Real time transaction processing networks are generally comprised of two major components: transaction entry terminals (such as clients in a client-server computer network) and transaction management databases (servers). Transaction networks utilize different kinds of terminals and databases for different industries, such as banking and telecommunications. However, unlike the world's financial systems, no industry-wide standards have been adopted for inter-operability in the calling card industry.

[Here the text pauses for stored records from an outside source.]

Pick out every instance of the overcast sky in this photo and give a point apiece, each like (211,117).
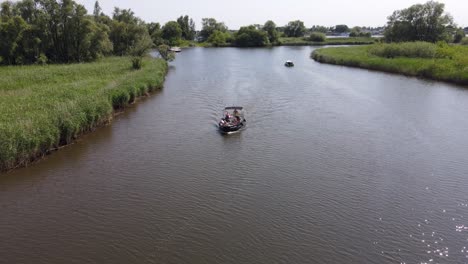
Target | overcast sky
(238,13)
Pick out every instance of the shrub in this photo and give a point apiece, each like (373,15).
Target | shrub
(42,59)
(317,36)
(405,49)
(464,41)
(137,62)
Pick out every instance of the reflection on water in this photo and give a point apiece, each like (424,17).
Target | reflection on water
(337,165)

Available calling card transaction networks use telephones connected to voice processing systems as terminals, wherein the voice processing system prompts for an account or PIN number (with an optional password). Large databases for transaction management are used to validate the account and prevent simultaneous use. Typically, the PIN or account numbers are either randomly assigned, or are picked by the consumer. Often the PIN number contains some portion of an existing telephone number. However, since there is no widely accepted standard for assigning account and PIN numbers, integrating various calling card networks to inter-operate has proven extremely difficult for the telecommunications industry.
With the advent of pre-paid telephone calling card services, database servers have been adapted to manage an active balance, with provisions to prevent the account balance from accruing a negative balance. Since pre-paid vouchers are typically sold at retailers and then discarded, the number of active accounts can number in the hundreds of millions. Extremely large, real time data processing and management requirements therefore provide an additional concern for the pre-paid market. Due to limitations of database technology very often multiple databases are required to manage the transaction volume, leading to inter-operability and data accuracy problems. There is therefore a need for expansion of the available database technology to accommodate growing transaction and data volume in the calling card and related industries.

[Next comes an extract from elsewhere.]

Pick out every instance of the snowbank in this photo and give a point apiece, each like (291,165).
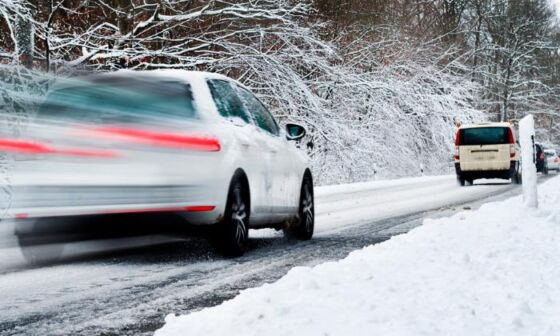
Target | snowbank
(493,271)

The present invention is intended to address the shortcomings of the available transaction processing capabilities for Pre-Paid Calling Card (PPCC) networks, but is applicable to all transaction processing networks. Two particular shortcomings of available PPCC networks addressed by the present invention include: 1) the terminals' ability to determine and contact a database server for authorization/debit/credit of a specific account is not easily altered or updated; and 2) the terminals' ability to be made aware of and contact new database servers for expansion is not easily changed. This second shortcoming stems from two particular features of available transaction processing systems: first, the lack of dynamic redistribution of existing account data creates the need for downtime; and second, a knowledge of database specifics schemas) is required to interact with each database.

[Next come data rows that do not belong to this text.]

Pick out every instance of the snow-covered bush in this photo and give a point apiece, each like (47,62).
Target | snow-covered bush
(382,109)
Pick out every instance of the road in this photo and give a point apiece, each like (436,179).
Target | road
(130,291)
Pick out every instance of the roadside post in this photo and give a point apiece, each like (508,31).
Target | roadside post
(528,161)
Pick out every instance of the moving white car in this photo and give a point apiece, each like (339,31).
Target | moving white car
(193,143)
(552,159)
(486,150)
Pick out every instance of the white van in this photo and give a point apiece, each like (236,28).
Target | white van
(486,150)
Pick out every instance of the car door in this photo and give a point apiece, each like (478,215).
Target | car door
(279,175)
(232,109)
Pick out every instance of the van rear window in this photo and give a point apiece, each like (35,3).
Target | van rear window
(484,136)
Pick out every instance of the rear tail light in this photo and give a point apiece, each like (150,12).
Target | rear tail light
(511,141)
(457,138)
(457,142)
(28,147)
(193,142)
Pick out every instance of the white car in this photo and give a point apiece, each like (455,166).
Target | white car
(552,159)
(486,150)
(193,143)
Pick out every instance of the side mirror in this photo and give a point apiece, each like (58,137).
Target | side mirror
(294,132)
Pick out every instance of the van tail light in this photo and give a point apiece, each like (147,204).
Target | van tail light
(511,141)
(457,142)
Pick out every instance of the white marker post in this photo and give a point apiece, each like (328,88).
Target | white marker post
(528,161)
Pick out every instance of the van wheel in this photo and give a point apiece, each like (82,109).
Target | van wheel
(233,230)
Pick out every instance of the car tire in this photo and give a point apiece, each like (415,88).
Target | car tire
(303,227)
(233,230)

While the above issues are problematic for the all traditional transaction processing networks, they are especially difficult to overcome in PPCC networks because of the real-time aspects of the balance management requirements. Thus, it is nearly impossible to restructure a PPCC database off-line, and then post transactions to catch up to real time as is the practice in "post-pay" or legacy-based financial accounting situations.
Glossary
The following definitions and acronyms will assist the reader in comprehending the enclosed description of the present invention:
DTL Dynamic Transportable Logic; IE Information Element; IEC Information Element Collection; IP Internet Protocol; SS7 Signaling System Seven; OLTP On-Line Transaction Processing; Fragment A "sub-section" of a database; Host A single computing element; Cluster A group of computing elements; Network A group of clusters. comprising an entire operating network.